In the interim, there has been the further setback of the loss of Ramnaresh Sarwan, a quality batsman in the pivotal No.3 position with a healthy average of 40 in his 59 Tests. Runako Morton, the standout in the preceding one-day internationals, gets the chance his form deserved, but team balance denied, in Auckland. Morton, the 27-year-old Nevisian, is a tough competitor for whom marriage and renewed religious convictions have combined to turn around a troubled career. His fielding, especially at slip, enhance his batting but, with only two Tests to his name, he lacks Sarwan's experience.
The left hamstring strain that restricted Jerome Taylor to eight overs in Auckland has also ruled him out of consideration here. He is a young fast bowler of considerable promise but, with only four Tests spread over three years, his replacement by Daren Powell, won't diminish an attack short of experience. It is not personnel changes that will determine the level of the West Indies' performance as much as how they respond to the "devastating" events of only a few days ago. Gayle's forthright assessment of the mood in the camp at the moment of defeat in Auckland revealed the natural, initial reaction. It was as much to say that if they couldn't win from a position of such strength, then they would never win. In the three days leading up to this Test, the main task of Bennett King, WestIndies' coach, and his staff and Shivnarine Chanderpaul, the captain, and his senior men was obvious. It was to persuade the players to take the more positive view that, in Auckland, they put themselves in an excellent position to defeat opponents with home advantage, three places higher than them on the ICC Test ratings and overwhelming favourites at the start. They can, therefore, do so again.
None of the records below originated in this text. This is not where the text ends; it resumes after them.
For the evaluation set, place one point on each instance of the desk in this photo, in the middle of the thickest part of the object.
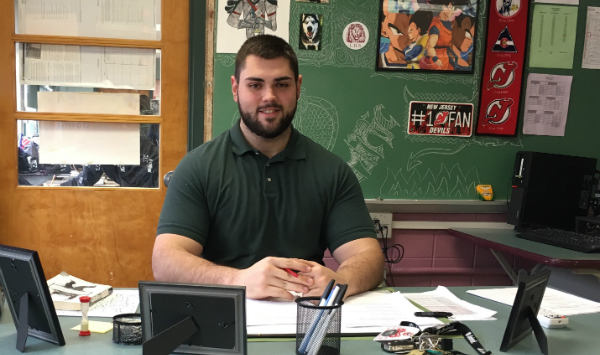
(505, 240)
(580, 337)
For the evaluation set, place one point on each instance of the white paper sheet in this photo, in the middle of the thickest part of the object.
(87, 66)
(88, 102)
(591, 49)
(547, 104)
(442, 300)
(369, 312)
(554, 301)
(119, 302)
(89, 143)
(129, 19)
(233, 28)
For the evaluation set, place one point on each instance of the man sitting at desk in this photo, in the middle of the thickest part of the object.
(262, 197)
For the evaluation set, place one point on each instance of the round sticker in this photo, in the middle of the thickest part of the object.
(356, 35)
(508, 8)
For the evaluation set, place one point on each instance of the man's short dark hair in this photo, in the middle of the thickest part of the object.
(266, 47)
(448, 2)
(422, 20)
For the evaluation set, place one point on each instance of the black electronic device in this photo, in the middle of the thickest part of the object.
(550, 190)
(523, 316)
(192, 319)
(24, 284)
(564, 239)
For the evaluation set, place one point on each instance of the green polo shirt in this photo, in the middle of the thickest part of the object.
(242, 206)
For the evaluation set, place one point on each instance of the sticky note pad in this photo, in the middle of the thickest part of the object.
(97, 327)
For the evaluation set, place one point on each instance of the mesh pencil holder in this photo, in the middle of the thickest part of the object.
(127, 329)
(317, 328)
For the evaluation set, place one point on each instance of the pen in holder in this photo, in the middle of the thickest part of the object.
(318, 329)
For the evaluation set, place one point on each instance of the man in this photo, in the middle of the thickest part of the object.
(261, 197)
(394, 37)
(460, 52)
(440, 35)
(417, 33)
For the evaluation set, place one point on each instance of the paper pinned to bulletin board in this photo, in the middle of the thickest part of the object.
(553, 34)
(591, 49)
(547, 104)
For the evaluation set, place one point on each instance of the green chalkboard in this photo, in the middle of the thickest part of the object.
(345, 102)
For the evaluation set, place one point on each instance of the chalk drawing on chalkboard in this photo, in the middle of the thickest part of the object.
(365, 156)
(445, 183)
(315, 117)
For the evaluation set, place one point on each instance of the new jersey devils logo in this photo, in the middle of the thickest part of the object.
(498, 111)
(502, 75)
(441, 118)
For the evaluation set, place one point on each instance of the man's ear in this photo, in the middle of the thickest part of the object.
(234, 88)
(298, 85)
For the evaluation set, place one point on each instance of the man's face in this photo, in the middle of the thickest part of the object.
(462, 36)
(395, 27)
(266, 95)
(448, 10)
(413, 32)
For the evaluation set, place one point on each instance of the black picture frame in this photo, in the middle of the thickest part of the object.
(394, 43)
(172, 314)
(523, 316)
(26, 290)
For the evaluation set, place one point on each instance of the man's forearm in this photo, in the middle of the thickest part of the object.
(362, 271)
(176, 265)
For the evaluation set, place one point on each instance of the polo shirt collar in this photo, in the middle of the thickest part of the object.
(296, 148)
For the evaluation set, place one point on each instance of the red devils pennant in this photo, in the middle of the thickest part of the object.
(504, 64)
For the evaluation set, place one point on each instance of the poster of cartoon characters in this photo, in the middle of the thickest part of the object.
(238, 20)
(431, 35)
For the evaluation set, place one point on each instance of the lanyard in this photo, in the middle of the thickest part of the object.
(451, 329)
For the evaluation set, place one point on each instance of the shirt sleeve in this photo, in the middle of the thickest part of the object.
(412, 53)
(185, 211)
(348, 219)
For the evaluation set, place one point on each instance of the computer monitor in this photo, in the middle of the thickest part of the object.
(192, 319)
(550, 190)
(24, 284)
(523, 316)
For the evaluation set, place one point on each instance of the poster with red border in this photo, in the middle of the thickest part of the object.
(504, 63)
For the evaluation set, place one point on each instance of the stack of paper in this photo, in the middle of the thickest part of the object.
(554, 301)
(442, 300)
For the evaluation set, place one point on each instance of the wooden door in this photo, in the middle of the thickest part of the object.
(103, 235)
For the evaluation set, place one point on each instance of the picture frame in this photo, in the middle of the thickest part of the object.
(173, 313)
(28, 296)
(427, 35)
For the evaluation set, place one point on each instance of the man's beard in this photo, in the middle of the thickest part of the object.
(255, 126)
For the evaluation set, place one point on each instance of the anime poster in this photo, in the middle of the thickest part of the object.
(431, 35)
(503, 71)
(440, 119)
(238, 20)
(311, 32)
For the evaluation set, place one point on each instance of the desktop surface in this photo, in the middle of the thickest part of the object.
(580, 337)
(505, 240)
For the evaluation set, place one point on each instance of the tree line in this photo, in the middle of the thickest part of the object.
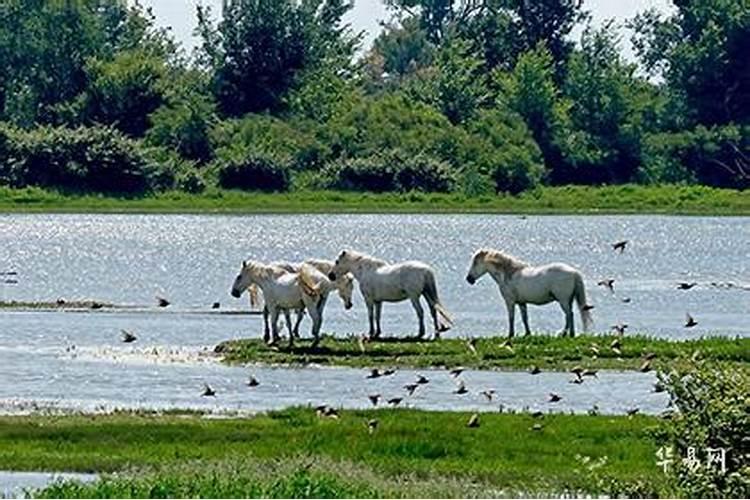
(476, 96)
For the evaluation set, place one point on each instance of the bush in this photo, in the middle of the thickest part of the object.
(184, 123)
(253, 171)
(713, 411)
(718, 156)
(191, 181)
(391, 171)
(293, 143)
(501, 147)
(98, 159)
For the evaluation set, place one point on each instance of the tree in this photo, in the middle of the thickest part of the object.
(607, 104)
(45, 46)
(530, 91)
(404, 48)
(455, 84)
(123, 91)
(261, 47)
(701, 50)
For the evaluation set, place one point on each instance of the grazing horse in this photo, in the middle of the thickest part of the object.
(285, 291)
(521, 283)
(381, 282)
(344, 285)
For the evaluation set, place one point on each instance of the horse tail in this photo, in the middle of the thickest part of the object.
(430, 293)
(580, 296)
(307, 283)
(253, 291)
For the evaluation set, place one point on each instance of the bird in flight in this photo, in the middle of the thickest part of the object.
(689, 321)
(620, 245)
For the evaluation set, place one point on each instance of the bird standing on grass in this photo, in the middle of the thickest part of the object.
(620, 245)
(473, 421)
(128, 337)
(689, 321)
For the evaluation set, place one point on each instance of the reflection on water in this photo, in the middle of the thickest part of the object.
(76, 361)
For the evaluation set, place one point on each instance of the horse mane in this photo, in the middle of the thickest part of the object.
(502, 261)
(263, 271)
(363, 257)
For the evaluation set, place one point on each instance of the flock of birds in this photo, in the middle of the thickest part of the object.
(326, 411)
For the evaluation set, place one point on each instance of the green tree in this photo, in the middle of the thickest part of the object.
(45, 46)
(123, 91)
(404, 48)
(261, 47)
(530, 91)
(183, 123)
(607, 106)
(701, 50)
(455, 84)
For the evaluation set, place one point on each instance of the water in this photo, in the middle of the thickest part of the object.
(67, 360)
(15, 484)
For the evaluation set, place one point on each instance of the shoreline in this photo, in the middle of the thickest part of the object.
(565, 200)
(550, 353)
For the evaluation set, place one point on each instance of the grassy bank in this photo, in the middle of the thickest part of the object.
(296, 453)
(694, 200)
(547, 352)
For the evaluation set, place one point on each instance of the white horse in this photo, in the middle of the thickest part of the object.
(381, 282)
(344, 285)
(521, 283)
(285, 291)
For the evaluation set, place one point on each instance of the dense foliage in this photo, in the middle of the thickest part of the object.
(713, 413)
(453, 95)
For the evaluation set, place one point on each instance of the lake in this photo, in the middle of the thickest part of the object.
(75, 360)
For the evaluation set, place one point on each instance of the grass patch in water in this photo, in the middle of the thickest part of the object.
(623, 199)
(165, 455)
(547, 352)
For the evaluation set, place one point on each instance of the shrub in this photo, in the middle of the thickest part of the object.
(502, 148)
(96, 159)
(717, 156)
(390, 171)
(713, 411)
(253, 171)
(293, 143)
(184, 125)
(191, 181)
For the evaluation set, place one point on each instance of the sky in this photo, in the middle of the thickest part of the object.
(367, 15)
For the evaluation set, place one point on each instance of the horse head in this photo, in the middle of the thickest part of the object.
(242, 281)
(478, 267)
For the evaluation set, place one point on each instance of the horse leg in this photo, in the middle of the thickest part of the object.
(571, 318)
(420, 315)
(371, 318)
(567, 308)
(288, 318)
(300, 315)
(378, 311)
(317, 319)
(274, 324)
(511, 318)
(433, 312)
(266, 329)
(525, 318)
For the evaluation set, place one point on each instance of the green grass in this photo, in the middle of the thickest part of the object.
(669, 199)
(548, 352)
(411, 453)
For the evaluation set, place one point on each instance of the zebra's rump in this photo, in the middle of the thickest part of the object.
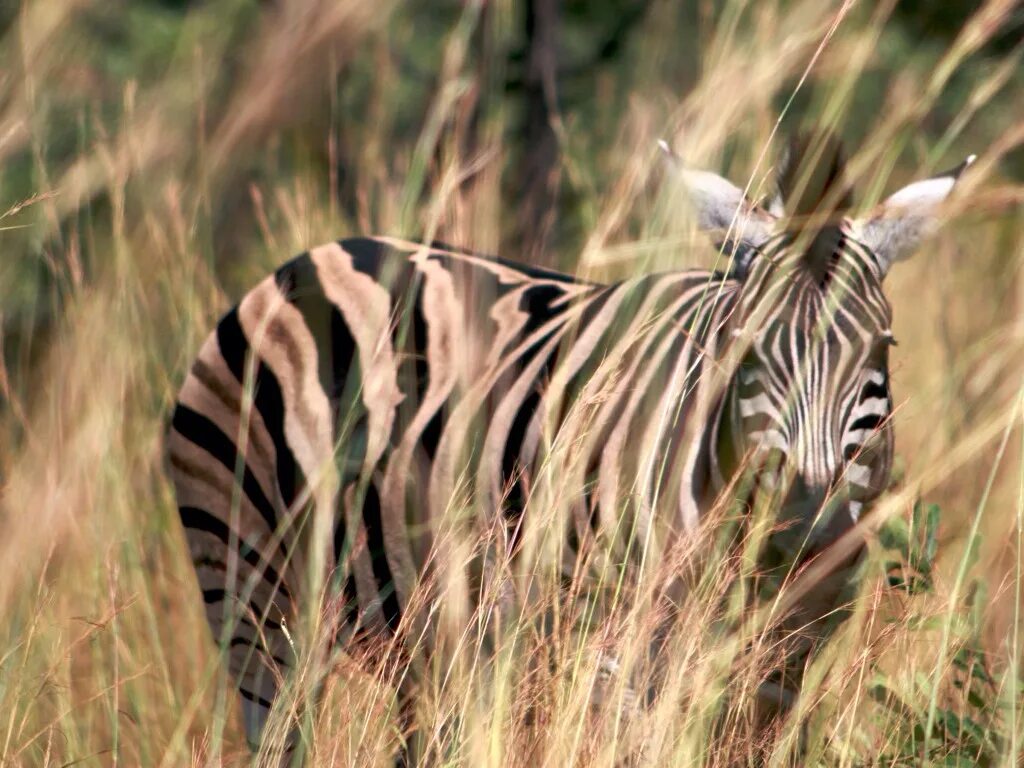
(353, 398)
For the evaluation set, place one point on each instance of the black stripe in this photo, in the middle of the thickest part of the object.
(869, 422)
(535, 272)
(267, 399)
(873, 389)
(207, 435)
(248, 694)
(199, 519)
(367, 254)
(378, 557)
(217, 595)
(257, 644)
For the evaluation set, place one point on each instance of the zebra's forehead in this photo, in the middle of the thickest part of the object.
(847, 301)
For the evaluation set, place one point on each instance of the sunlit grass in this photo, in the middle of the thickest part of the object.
(137, 211)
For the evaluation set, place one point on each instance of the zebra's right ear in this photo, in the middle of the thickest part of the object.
(720, 206)
(895, 229)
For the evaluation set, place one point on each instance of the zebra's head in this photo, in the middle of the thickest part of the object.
(808, 410)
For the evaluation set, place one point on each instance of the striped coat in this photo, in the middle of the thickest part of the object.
(376, 406)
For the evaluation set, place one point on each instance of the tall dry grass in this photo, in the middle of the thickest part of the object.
(143, 193)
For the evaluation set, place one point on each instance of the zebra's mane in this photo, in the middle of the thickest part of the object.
(814, 195)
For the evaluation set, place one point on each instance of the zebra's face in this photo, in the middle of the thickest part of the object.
(808, 413)
(808, 410)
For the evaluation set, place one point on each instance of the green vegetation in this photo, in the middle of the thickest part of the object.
(158, 158)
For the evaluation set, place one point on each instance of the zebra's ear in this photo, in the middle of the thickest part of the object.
(720, 205)
(903, 220)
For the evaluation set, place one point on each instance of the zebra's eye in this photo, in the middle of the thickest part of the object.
(886, 340)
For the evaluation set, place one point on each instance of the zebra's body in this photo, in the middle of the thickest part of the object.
(423, 376)
(353, 400)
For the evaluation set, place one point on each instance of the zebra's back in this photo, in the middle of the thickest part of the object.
(352, 399)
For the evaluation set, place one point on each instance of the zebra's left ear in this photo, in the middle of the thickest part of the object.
(904, 219)
(721, 207)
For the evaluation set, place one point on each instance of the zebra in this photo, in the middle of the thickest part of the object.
(351, 398)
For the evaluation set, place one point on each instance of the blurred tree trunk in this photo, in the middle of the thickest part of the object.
(540, 173)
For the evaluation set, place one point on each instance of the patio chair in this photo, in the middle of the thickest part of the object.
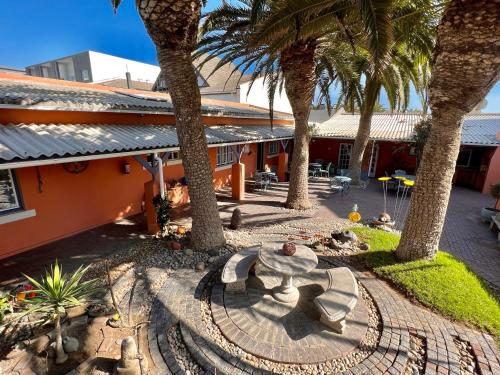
(325, 171)
(344, 172)
(337, 186)
(312, 172)
(261, 181)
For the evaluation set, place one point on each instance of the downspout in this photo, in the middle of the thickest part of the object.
(159, 162)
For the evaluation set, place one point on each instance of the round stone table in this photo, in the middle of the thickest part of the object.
(302, 261)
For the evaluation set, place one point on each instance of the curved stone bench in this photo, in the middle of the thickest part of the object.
(339, 299)
(235, 272)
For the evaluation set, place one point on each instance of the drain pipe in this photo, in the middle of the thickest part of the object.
(159, 162)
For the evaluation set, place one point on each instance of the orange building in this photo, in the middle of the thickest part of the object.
(74, 156)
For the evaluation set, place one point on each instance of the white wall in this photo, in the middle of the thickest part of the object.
(105, 67)
(258, 96)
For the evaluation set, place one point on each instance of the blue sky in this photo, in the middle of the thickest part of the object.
(34, 31)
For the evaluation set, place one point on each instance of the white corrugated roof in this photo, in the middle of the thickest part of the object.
(478, 129)
(57, 96)
(43, 141)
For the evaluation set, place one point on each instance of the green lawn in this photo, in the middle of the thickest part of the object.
(444, 284)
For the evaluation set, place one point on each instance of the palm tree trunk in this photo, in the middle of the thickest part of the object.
(358, 150)
(465, 67)
(61, 356)
(371, 91)
(298, 69)
(173, 27)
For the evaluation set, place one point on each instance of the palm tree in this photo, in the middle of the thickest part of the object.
(173, 27)
(465, 65)
(401, 62)
(286, 55)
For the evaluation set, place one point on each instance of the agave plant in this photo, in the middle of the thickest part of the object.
(5, 307)
(56, 292)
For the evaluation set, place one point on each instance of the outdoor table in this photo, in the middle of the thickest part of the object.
(405, 176)
(315, 165)
(302, 261)
(343, 179)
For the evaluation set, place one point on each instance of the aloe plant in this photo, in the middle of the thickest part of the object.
(56, 292)
(5, 307)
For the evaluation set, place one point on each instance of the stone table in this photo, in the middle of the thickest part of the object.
(302, 261)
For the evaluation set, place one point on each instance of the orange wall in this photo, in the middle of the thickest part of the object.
(493, 175)
(70, 203)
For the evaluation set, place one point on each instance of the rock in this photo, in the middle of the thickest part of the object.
(129, 363)
(174, 245)
(76, 311)
(40, 344)
(213, 252)
(200, 266)
(345, 236)
(236, 219)
(70, 344)
(364, 246)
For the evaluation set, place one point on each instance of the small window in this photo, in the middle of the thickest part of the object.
(173, 155)
(274, 147)
(225, 155)
(10, 198)
(85, 75)
(464, 158)
(344, 155)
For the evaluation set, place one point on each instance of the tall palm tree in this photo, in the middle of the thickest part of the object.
(285, 54)
(465, 65)
(173, 27)
(400, 63)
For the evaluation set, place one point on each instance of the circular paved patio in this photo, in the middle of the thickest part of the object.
(183, 306)
(285, 332)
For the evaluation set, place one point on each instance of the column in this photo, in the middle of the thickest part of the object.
(238, 181)
(150, 191)
(282, 166)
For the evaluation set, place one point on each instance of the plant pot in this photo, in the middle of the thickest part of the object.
(487, 213)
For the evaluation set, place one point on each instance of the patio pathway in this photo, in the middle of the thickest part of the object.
(180, 303)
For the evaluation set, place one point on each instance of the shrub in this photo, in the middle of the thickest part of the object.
(54, 294)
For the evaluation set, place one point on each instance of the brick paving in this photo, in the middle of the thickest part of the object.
(464, 235)
(179, 302)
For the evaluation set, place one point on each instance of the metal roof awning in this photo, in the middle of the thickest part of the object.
(478, 129)
(38, 144)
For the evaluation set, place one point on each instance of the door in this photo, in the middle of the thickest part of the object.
(373, 161)
(260, 156)
(345, 151)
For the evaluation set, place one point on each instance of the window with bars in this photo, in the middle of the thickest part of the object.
(173, 155)
(274, 147)
(225, 156)
(344, 155)
(10, 198)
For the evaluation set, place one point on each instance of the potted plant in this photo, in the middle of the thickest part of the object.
(54, 294)
(488, 212)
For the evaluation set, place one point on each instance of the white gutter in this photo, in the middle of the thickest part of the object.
(39, 162)
(160, 175)
(137, 112)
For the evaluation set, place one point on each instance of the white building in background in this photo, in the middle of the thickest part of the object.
(229, 85)
(96, 67)
(224, 84)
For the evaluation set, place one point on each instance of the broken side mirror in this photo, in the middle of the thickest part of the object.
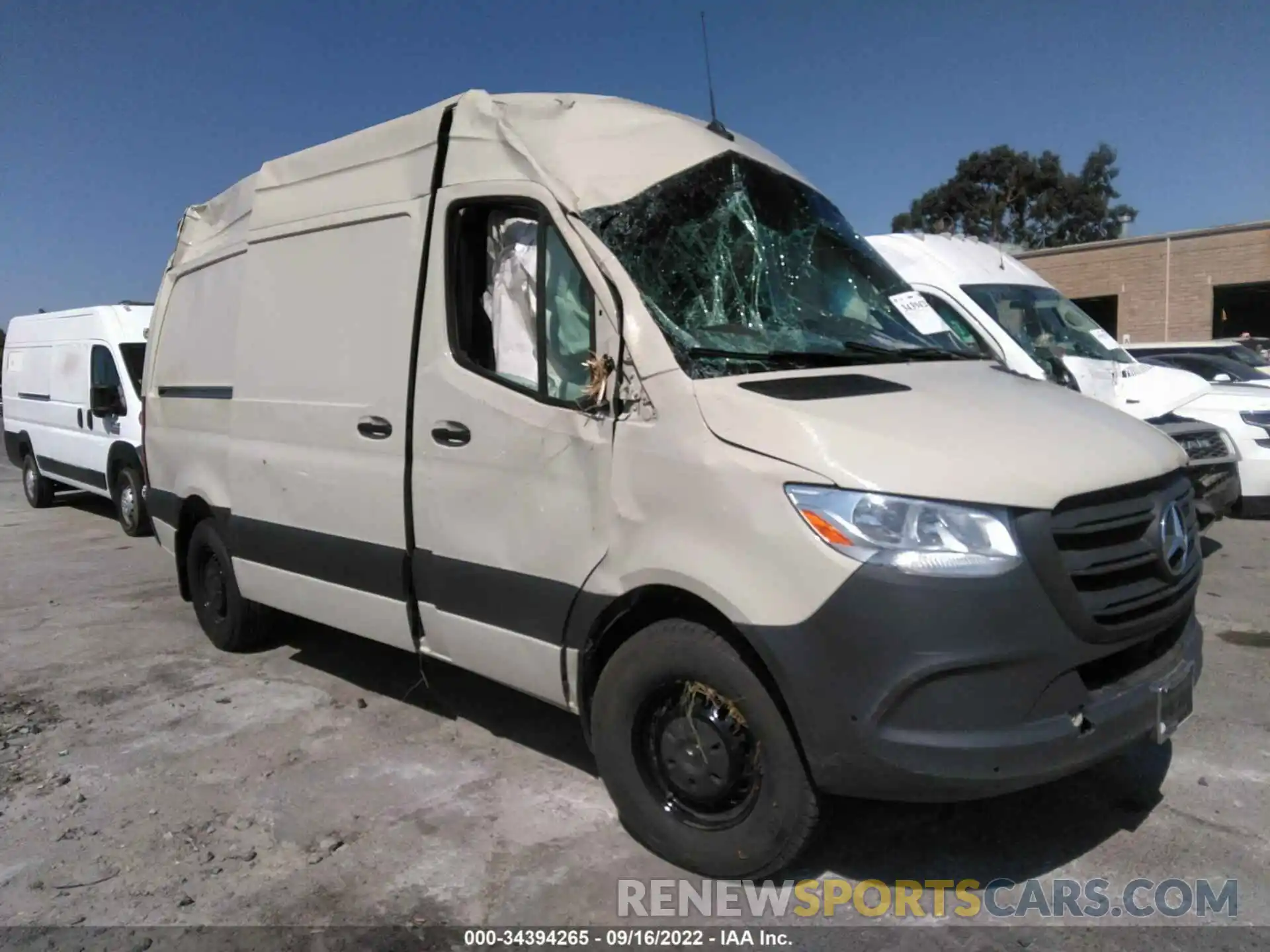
(106, 401)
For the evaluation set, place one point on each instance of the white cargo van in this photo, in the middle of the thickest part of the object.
(73, 405)
(615, 409)
(1000, 306)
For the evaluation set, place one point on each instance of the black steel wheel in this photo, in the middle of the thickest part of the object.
(37, 488)
(230, 621)
(698, 756)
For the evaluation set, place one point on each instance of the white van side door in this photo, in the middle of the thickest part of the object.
(69, 452)
(512, 460)
(317, 455)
King - now more relaxed following the predictable conclusions of the unnecessary and distracting Hendriks Report - commented after Auckland that they did not seize the moments when they were repeatedly presented with in Auckland. It is the weakness of all sporting teams unaccustomed to winning and few are as unaccustomed as the West Indies recently. A record of nine defeats in 12 Tests, the last seven in succession, leaves mental scars not easily erased. It is why the first Test result was even more demoralising than all the others. Victory would have been an incalculable fillip to self-belief, even the "turning point" Brian Lara predicted before the series . Lara spoke enthusiastically then of "a hunger in the team". He said he sensed that the players were "embarrassed" by their performances in their 4-1 loss in the ODI series and noted a "very firm belief" that they could compete against New Zealand. That hunger and belief were clearly minimised by the first Test defeat.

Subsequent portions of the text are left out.